For our strategies to guarantee the secure implementation of our
GMO in wastewater treatment plants, please see our quorum sensing dependent
kill switch approach and our text on biosafety.
Outlook: What would we have done with more time?
Unfortunately, it was not possible for us to come to the lab and conduct actual experiments this year. Nevertheless, we came up with a lab plan with all the experiments and assays we would have done to get our project up and running.
At the beginning of our lab time we would have transformed our two laccases, CueO and CotA, into E. coli. After a successful expression of the enzymes, we would have used a 2,2’-azino-bis(3-ethylbenzothiazoline-6-sulfonic acid (ABTS) assay to check the laccase activity in vitro[103]. The kinetic activity or the determination of an effective laccase concentration would have been detected by HPLC. We were also planning a toxicity assay. Since our plan is to render diclofenac and other toxic substances less harmful to the environment by oxidation via our laccases, the detection of the substrate concentration with the lowest toxicity is a crucial step. Hence, we were planning an assay with zebrafish embryos, considering they are not classified as animal testing and commonly used in this respect[104].
After the detection of the activity of laccase in vitro, the affinity of the substrate conversion would be increased using a quick-change PCR.
We planned to perform the analytical assays with our own expressed laccases as well as with laccase from Trametes versicolor in order to generate comparable values.
As we try to degrade a wide range of substances in wastewater with our laccase, we also wanted to measure the kinetic degradation values for different substances. Since it was very difficult to find comparable degradation values for different substances during our research, we would have also done this with the laccase from T. versicolor, so our work would have been useful for future projects.
In addition to our laccases, we were also focusing on the degradation of azithromycin via the enzyme EreB. Here too, we would have transformed and expressed the enzyme into E. coli at the beginning of our laboratory time. To detect the degradation of azithromycin, we were planning a Kirby-Bauer assay[105]. Just as with the laccases, we would have performed HPLC to measure kinetic activity, as well as a LC-MS. To increase the substrate affinity of the enzyme, we would have performed site saturation mutagenesis. Our modeling team is also working on a rational design of the enzyme.

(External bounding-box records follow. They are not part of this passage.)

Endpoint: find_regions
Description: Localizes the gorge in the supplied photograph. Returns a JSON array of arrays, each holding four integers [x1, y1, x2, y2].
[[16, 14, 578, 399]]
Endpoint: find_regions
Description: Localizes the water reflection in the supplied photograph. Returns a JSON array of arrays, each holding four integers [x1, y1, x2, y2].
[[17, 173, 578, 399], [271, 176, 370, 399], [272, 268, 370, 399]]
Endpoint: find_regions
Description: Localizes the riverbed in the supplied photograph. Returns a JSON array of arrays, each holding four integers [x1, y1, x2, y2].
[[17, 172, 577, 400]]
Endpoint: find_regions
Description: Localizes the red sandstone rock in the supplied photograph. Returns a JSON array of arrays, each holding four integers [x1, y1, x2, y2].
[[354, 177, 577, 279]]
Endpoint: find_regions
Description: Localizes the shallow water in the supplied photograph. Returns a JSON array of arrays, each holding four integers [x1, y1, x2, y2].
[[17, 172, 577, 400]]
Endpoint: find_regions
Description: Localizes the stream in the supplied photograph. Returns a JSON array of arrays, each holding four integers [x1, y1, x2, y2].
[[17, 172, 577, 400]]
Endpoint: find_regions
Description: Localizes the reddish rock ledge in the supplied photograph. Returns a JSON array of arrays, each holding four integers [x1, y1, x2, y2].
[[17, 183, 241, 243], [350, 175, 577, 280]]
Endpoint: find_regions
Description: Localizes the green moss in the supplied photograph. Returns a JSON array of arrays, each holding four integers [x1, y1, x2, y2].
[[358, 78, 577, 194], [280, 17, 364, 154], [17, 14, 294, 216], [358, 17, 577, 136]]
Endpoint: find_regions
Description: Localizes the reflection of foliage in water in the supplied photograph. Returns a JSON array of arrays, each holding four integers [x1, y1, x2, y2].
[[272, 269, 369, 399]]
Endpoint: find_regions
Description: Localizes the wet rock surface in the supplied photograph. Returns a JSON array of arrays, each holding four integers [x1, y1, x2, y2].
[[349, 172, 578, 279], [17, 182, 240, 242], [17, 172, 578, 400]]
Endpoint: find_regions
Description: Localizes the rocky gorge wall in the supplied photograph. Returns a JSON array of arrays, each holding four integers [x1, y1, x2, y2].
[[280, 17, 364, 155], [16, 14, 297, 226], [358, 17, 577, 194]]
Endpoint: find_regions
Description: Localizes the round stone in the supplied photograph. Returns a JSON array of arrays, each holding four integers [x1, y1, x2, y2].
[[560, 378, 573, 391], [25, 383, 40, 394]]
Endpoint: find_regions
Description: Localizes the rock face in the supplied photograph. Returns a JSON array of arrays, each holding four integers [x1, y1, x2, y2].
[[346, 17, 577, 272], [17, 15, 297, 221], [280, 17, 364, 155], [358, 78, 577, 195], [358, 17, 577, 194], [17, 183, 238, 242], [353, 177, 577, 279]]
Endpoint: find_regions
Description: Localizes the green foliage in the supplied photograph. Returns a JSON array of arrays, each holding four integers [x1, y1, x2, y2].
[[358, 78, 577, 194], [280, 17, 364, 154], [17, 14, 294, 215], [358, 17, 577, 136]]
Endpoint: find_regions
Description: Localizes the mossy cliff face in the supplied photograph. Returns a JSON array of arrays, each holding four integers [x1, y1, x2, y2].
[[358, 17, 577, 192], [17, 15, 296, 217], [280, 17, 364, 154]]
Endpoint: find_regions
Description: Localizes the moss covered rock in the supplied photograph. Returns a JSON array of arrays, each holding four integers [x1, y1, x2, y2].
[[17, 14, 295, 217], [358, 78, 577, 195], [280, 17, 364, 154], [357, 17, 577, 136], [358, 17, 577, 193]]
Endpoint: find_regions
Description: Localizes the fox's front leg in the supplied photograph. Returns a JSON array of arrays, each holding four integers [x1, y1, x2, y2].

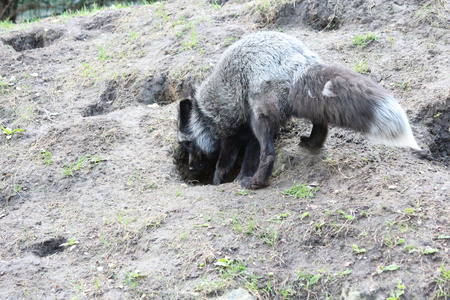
[[300, 123, 328, 149], [245, 117, 276, 189], [213, 137, 240, 185], [236, 136, 260, 187]]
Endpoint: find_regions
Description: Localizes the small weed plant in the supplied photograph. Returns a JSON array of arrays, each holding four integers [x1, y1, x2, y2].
[[1, 126, 25, 140], [281, 182, 319, 199], [352, 32, 377, 48]]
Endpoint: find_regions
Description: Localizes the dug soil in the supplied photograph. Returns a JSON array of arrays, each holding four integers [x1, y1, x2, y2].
[[0, 0, 450, 299]]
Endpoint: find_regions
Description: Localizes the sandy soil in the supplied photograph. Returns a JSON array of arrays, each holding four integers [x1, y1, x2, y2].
[[0, 0, 450, 299]]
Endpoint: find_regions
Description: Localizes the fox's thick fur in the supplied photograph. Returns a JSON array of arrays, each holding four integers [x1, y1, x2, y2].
[[178, 32, 419, 189]]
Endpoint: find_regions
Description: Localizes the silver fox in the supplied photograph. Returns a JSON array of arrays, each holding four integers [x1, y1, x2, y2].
[[178, 32, 420, 189]]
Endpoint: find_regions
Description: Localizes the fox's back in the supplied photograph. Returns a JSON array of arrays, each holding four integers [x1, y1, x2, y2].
[[196, 32, 321, 132]]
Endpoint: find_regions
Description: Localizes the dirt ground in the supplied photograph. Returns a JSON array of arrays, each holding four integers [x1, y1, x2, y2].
[[0, 0, 450, 299]]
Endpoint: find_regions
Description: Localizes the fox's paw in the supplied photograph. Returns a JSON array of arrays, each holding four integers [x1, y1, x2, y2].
[[300, 135, 323, 150], [241, 178, 269, 190]]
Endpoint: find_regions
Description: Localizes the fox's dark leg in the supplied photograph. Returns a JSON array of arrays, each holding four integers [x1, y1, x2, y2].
[[300, 123, 328, 149], [245, 116, 275, 189], [236, 137, 260, 186], [213, 137, 240, 185]]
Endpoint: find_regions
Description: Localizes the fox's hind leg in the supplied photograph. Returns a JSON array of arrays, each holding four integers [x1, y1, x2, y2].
[[236, 137, 260, 186], [213, 137, 240, 185], [300, 123, 328, 149]]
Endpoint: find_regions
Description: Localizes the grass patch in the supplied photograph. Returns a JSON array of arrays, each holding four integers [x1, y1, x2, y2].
[[352, 32, 377, 48], [281, 182, 319, 199]]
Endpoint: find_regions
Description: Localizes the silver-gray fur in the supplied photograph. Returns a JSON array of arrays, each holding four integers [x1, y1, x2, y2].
[[178, 32, 418, 188]]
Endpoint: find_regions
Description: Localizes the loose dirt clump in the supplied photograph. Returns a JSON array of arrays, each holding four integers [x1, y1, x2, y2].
[[0, 0, 450, 300]]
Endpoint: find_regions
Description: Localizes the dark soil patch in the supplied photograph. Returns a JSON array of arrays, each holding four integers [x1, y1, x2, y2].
[[138, 74, 175, 105], [31, 237, 67, 257], [2, 28, 64, 52], [419, 96, 450, 166]]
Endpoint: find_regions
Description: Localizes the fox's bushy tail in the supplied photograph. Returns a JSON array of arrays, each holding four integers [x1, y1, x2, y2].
[[289, 64, 420, 149]]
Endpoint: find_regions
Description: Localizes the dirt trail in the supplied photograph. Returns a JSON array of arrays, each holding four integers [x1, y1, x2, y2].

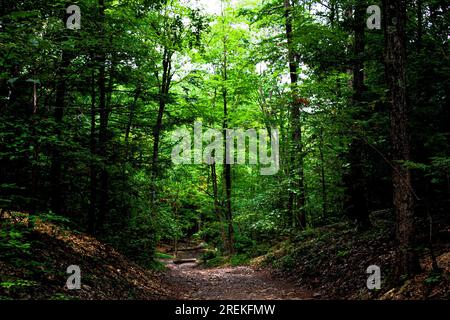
[[165, 262, 312, 300]]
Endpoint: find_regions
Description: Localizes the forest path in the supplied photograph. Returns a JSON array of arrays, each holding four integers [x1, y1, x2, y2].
[[164, 261, 313, 300]]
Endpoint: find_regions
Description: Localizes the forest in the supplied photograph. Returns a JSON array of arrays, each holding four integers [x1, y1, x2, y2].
[[0, 0, 450, 300]]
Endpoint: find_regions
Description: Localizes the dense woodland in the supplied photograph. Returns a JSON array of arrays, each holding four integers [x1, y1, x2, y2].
[[0, 0, 450, 300]]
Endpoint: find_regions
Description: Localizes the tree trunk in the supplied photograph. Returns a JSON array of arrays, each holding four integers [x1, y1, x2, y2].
[[50, 50, 70, 214], [347, 0, 371, 230], [222, 29, 234, 253], [96, 0, 108, 231], [383, 0, 420, 278], [152, 48, 172, 202], [284, 0, 306, 228], [88, 65, 97, 234]]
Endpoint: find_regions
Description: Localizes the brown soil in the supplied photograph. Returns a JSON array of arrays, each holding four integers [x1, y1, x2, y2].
[[165, 261, 313, 300]]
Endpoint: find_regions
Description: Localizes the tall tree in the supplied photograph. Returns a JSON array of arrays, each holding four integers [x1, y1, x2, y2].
[[383, 0, 419, 276], [284, 0, 306, 228]]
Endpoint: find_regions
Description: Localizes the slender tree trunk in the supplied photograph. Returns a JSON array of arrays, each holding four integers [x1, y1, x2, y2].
[[88, 65, 97, 234], [222, 30, 234, 253], [211, 162, 227, 250], [96, 0, 108, 231], [347, 0, 371, 230], [284, 0, 306, 228], [152, 48, 172, 204], [319, 128, 328, 220], [383, 0, 420, 278], [50, 51, 70, 214]]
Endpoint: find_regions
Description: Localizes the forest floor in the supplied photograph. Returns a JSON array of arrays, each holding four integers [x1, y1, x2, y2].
[[164, 263, 313, 300], [0, 210, 450, 300]]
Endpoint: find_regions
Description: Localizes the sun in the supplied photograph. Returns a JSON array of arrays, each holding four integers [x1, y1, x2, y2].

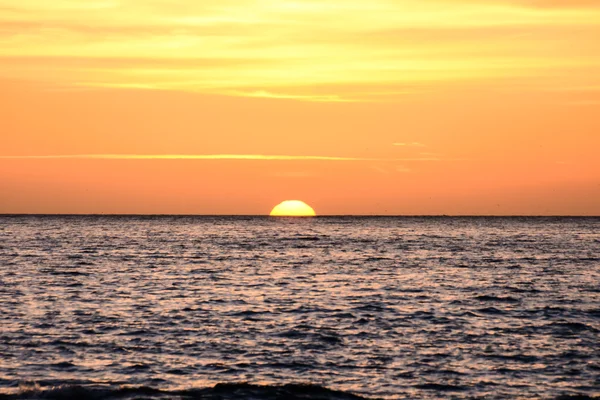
[[270, 200, 317, 217]]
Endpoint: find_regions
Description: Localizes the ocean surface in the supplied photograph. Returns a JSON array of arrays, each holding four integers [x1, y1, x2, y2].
[[0, 216, 600, 399]]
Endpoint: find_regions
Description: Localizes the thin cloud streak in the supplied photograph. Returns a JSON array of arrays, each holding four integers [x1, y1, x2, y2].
[[0, 154, 442, 161]]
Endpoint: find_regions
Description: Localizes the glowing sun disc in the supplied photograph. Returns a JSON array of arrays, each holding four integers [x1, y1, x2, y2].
[[270, 200, 317, 217]]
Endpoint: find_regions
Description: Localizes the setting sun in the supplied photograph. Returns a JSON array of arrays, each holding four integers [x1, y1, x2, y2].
[[270, 200, 317, 217]]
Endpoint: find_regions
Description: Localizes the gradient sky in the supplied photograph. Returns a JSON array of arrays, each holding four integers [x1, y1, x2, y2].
[[0, 0, 600, 215]]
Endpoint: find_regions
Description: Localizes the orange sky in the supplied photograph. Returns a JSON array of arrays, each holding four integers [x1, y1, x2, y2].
[[0, 0, 600, 215]]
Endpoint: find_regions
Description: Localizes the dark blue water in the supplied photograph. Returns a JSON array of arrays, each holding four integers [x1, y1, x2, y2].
[[0, 216, 600, 399]]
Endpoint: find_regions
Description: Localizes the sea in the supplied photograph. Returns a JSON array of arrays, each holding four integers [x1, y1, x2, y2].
[[0, 215, 600, 400]]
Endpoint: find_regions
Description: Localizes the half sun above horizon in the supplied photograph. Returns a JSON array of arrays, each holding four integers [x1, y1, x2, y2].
[[269, 200, 317, 217]]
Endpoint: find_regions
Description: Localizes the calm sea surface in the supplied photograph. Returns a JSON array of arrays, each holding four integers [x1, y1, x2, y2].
[[0, 216, 600, 399]]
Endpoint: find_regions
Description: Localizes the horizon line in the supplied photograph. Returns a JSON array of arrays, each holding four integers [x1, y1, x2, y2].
[[0, 212, 600, 218]]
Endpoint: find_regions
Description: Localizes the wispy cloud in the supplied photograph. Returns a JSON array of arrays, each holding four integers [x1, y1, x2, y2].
[[0, 154, 442, 161], [392, 142, 426, 147], [0, 0, 600, 102]]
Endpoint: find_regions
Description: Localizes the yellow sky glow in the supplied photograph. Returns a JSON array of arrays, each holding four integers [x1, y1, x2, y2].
[[0, 0, 600, 215], [0, 0, 600, 101]]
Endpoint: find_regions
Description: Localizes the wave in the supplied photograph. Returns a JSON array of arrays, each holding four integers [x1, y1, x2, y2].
[[0, 383, 365, 400]]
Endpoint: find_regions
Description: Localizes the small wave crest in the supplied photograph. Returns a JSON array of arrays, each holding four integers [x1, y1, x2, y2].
[[0, 383, 365, 400]]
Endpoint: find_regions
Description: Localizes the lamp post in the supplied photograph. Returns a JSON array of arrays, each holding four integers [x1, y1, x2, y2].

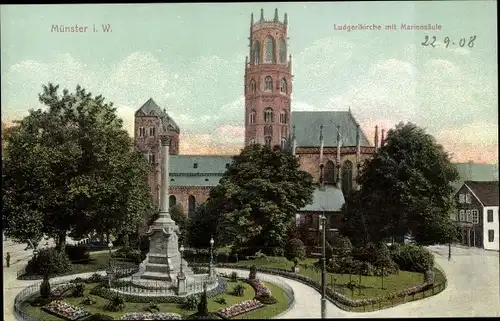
[[320, 214, 326, 319], [208, 237, 215, 276]]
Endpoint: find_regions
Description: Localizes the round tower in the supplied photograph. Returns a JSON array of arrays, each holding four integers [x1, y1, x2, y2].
[[245, 9, 292, 147]]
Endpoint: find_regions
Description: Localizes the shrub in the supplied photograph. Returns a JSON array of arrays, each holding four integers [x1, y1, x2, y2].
[[40, 277, 50, 299], [391, 244, 434, 273], [72, 283, 85, 298], [64, 244, 90, 263], [231, 284, 245, 296], [284, 239, 306, 261], [26, 248, 71, 276], [106, 295, 125, 312], [182, 294, 200, 311]]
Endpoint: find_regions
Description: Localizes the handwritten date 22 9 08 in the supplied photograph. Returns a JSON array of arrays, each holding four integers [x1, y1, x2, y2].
[[421, 35, 476, 48]]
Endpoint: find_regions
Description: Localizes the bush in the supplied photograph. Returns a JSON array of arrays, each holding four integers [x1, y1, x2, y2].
[[391, 244, 434, 273], [106, 295, 125, 312], [182, 294, 200, 311], [231, 284, 245, 296], [40, 277, 51, 299], [26, 248, 71, 276], [284, 239, 306, 261], [72, 283, 85, 298], [64, 245, 90, 263]]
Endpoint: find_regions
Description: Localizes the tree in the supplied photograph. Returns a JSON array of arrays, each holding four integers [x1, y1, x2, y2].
[[284, 239, 306, 263], [343, 123, 458, 244], [375, 242, 393, 290], [207, 144, 313, 249], [2, 84, 151, 250]]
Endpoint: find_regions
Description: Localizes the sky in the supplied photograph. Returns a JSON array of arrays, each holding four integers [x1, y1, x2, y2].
[[0, 1, 498, 163]]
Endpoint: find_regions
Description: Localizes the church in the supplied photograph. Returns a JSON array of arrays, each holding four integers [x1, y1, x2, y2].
[[134, 9, 384, 229]]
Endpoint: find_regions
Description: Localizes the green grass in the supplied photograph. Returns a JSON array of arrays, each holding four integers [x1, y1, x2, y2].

All assays would have been performed with both the naturally occurring enzyme variant and the optimized variant to generate comparability.
The next step would have been an implementation of our selected enzymes in a B. subtilis biofilm. We planned to realize this via a tasA fusion protein. To prove our concept, our biofilm sub-group has worked on an assay used to immobilize a fusion protein from tasA and sfGFP in the biofilm matrix. The assay has already been performed with larger proteins, so we are positively encouraged to have it performed successfully with our laccases or EreB. A laccase-tasA and EreB-tasA fusion protein has already been designed for this purpose and would have been transformed and expressed in B. subtilis if it had been possible to go into the laboratory. This way, we would have managed to immobilize the active enzyme in the outer biofilm matrix, which harmful drugs and pharmaceuticals in wastewater reach without complications.